Dans les vingt dernières années, s’est diffusée une musique autour du management qui l’associe à des concepts comme l’hôpital-entreprise, contrôle des coûts, T2A. Or, c’est une erreur dramatique. En premier lieu, ces mots-valises ne relèvent pas des principes du management mais de la régulation économique. Surtout cette critique ne prend pas en compte ce qui est au cœur du management, à savoir le travail d’équipe, l’usage des technologies, les principes de coordination, la gestion des conflits, la réaction en réponse à l’incertitude lors des crises, la résilience organisationnelle. Cette incompréhension du management a été cultivée au sein des rapports de force entre les acteurs de l’hôpital. Aujourd’hui, on paye très cher cet oubli en termes de non-qualité, de gaspillage économique, de mauvaises expériences rapportées par les patients. Dans les sondages, l’hôpital est plébiscité par les Français sauf lorsqu’ils en ont une expérience directe. Enfin est-il encore nécessaire d’évoquer le déficit d’attractivité ?
Ce faible intérêt pour l’importance du management à l’hôpital s’explique-t-il par le petit nombre de médecins qui interviennent dans le débat public pour en défendre les principes ?

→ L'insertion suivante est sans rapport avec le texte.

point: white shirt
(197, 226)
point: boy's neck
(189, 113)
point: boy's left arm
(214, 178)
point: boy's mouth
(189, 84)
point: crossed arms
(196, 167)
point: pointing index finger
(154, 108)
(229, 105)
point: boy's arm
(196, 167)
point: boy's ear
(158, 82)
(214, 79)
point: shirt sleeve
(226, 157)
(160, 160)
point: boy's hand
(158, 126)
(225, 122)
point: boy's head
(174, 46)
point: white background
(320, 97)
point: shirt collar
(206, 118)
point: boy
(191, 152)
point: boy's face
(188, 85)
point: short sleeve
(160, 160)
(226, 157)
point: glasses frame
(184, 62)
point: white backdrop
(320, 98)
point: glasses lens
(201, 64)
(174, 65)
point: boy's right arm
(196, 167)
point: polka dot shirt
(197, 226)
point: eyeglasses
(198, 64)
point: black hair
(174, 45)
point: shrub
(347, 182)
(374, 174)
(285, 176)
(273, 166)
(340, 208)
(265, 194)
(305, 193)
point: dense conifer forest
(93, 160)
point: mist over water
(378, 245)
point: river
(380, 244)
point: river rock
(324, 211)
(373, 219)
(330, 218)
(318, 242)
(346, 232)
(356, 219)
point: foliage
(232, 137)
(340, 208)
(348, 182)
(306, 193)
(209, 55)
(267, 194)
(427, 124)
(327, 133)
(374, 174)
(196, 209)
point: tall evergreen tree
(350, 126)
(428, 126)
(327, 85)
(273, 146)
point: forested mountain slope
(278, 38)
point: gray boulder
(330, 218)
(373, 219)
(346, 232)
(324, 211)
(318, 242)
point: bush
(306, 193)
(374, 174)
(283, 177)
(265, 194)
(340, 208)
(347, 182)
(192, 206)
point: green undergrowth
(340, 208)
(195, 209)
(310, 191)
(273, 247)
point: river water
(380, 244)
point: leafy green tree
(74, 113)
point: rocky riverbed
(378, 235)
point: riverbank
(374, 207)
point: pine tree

Nous sommes très peu nombreux. Ce qui explique pourquoi nous intervenons sur un mode mineur et donc guère entendu. Le raisonnement a quelque mal à s’imposer dans le sens commun. Les médecins à l’exception d’un petit nombre sensibilisé à la question ne sont pas formés à cette thématique. J’ai toutefois bon espoir que les nouvelles générations s’y révèlent plus sensibles. Quant aux directeurs d’hôpitaux, ils s’y intéressent par force. Ils sont confrontés au quotidien à ces sujets. Ils sont donc contraints de s’y pencher. Mais leur formation ne les y encourage guère. Ils sont de manière dominante projetés vers une vision de la haute administration publique où sont prioritaires les questions stratégiques, de gouvernance générale. Restent les patients qui n’ont pas de raison de se plonger sur ces questions. Au final, on se retrouve dans un angle mort.
Au-delà des acteurs de l’hôpital, les spécialistes français sont très peu nombreux. La bibliographie à la fin de votre ouvrage comporte en grande majorité des références anglo-saxonnes.
Les États-Unis, le Canada et dans une moindre mesure le Royaume-Uni ont développé dans le champ du Health Service Research des travaux autour de l’organisation et du management. En France, nous n’avons pas connu d’engagement de ce type.
Vous dirigez désormais un département à l’École Polytechnique.
Avec l’École Polytechnique c’est une longue histoire. J’ai collaboré au centre de recherche en gestion de l’École, une place forte du management en France, et pas seulement dans le secteur de la santé avec celle de l’École des mines lorsque j’étais interne en santé publique et déjà intéressé par le management et les analyses intersectorielles. Il s’agit de voir comment les avancées produites dans différents champs seraient susceptibles d’être transférées dans le secteur de la santé. J’y suis revenu avec beaucoup d’appétence. La santé a toujours été au centre de nombreuses recherches. Jean de Kervasdoué y a travaillé mais aussi Gérard de Pouvourville, Jean-Claude Moisdon à l’École des Mines. Je suis devenu en 2022 directeur de ce laboratoire.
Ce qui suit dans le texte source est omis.